Osama bin Laden is living comfortably in northwest Pakistan, protected by local tribespeople and some members of the country's intelligence service, a NATO official has told CNN. The news undercuts the U.S. government's depiction of the al-Qaida leader as on the run, one terror expert tells The Upshot.
U.S. intelligence officials have long believed that bin Laden is living in the remote tribal region of northwest Pakistan. But at times, the government has also claimed that the al-Qaida leader has had to move frequently from one safehouse to another, impairing his ability to plot attacks.
The NATO official's comments undermine that claim, Michael Scheuer, a former special adviser to the chief of the CIA's bin Laden unit, told The Upshot. "It exposes the lie that Bush and Obama have been telling us since 9/11, that he was running from rock to rock and cave to cave," Scheuer said.
"Nobody in al-Qaida is living in a cave," said the unnamed official.
Scheuer, who has been an outspoken critic of the U.S. approach to fighting al-Qaida, said it's unlikely that the comments reflect any valuable new piece of information. "If this were genuine intel, they would not go public with it," he said. "They would try to kill him." Instead, he said, the NATO official's goal is probably to put pressure on Pakistan to move its army into North Waziristan as part of the fight against the Taliban -- something NATO has been urging the Pakistani government to do for weeks now.

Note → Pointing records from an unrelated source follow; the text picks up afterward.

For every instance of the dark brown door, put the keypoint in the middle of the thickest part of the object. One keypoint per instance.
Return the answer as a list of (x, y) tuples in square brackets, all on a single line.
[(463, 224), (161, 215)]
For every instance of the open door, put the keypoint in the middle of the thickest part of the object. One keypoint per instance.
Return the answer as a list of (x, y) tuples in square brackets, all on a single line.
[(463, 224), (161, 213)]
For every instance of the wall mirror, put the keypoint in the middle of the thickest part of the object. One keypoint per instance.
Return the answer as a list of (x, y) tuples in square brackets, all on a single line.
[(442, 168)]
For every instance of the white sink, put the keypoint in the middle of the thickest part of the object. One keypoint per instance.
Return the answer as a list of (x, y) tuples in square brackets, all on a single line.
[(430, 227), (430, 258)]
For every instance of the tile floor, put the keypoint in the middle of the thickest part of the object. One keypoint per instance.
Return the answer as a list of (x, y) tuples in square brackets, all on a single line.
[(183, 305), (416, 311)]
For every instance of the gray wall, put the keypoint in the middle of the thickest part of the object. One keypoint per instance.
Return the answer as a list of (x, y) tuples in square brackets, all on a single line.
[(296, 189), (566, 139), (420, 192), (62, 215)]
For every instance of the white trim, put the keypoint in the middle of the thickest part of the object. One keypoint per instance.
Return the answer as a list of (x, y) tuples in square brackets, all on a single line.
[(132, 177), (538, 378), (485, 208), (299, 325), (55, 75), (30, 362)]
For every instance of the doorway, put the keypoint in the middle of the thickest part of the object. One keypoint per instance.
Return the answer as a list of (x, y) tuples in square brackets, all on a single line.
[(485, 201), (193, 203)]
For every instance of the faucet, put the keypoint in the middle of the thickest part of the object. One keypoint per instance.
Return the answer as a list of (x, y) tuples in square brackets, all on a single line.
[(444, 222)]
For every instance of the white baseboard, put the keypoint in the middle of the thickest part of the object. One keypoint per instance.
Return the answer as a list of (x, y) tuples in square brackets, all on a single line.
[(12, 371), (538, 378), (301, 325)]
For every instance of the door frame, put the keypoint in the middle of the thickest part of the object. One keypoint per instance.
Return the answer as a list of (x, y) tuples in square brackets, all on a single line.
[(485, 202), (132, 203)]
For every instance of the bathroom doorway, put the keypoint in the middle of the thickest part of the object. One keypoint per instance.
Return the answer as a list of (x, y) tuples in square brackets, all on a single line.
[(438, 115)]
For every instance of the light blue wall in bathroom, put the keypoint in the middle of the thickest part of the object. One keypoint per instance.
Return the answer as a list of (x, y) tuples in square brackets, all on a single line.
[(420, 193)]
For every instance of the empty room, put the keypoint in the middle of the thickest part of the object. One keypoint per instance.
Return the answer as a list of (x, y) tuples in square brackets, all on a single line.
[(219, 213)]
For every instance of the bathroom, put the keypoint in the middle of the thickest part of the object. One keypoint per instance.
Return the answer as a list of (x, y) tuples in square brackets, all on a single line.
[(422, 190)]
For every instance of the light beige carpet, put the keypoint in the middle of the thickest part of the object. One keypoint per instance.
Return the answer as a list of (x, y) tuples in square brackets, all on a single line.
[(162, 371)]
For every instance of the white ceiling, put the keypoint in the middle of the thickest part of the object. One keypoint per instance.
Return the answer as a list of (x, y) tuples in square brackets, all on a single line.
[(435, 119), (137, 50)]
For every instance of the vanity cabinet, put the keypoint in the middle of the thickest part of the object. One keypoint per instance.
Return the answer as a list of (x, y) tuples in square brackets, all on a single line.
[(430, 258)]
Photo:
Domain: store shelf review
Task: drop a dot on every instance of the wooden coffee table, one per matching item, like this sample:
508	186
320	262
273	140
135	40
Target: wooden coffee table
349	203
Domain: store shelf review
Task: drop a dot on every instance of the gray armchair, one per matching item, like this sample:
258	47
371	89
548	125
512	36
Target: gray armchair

Brian Katulis, a national security expert at the Center for American Progress, also downplayed the comments. "There's always been a sharp focus on how do we close the chapter by capturing or killing bin Laden," Catulis told The Upshot. "I don't know that [the NATO official's comments] are based on anything new or real."
Earlier this month, Navy Adm. Michael Mullen, the chairman of the Joint Chiefs of Staff, expressed optimism that bin Laden and his deputy, Ayman al-Zawahiri, would eventually be caught. But according to Scheuer, the evidence that bin Laden is living in relative comfort and stability cuts against that expectation. "We're just facing reality at last," Scheuer said. "Bin Laden lives among people who: a) regard him as an Islamic hero; and b) whose tribal mores require them to protect a guest with their own lives."
Scheuer continued: "Despite what our leaders are saying, a guy who's not moving around is not vulnerable to attack."
Pakistan's interior minister, Rehman Malik, denied to CNN that bin Laden and al-Zawahiri are in Pakistan.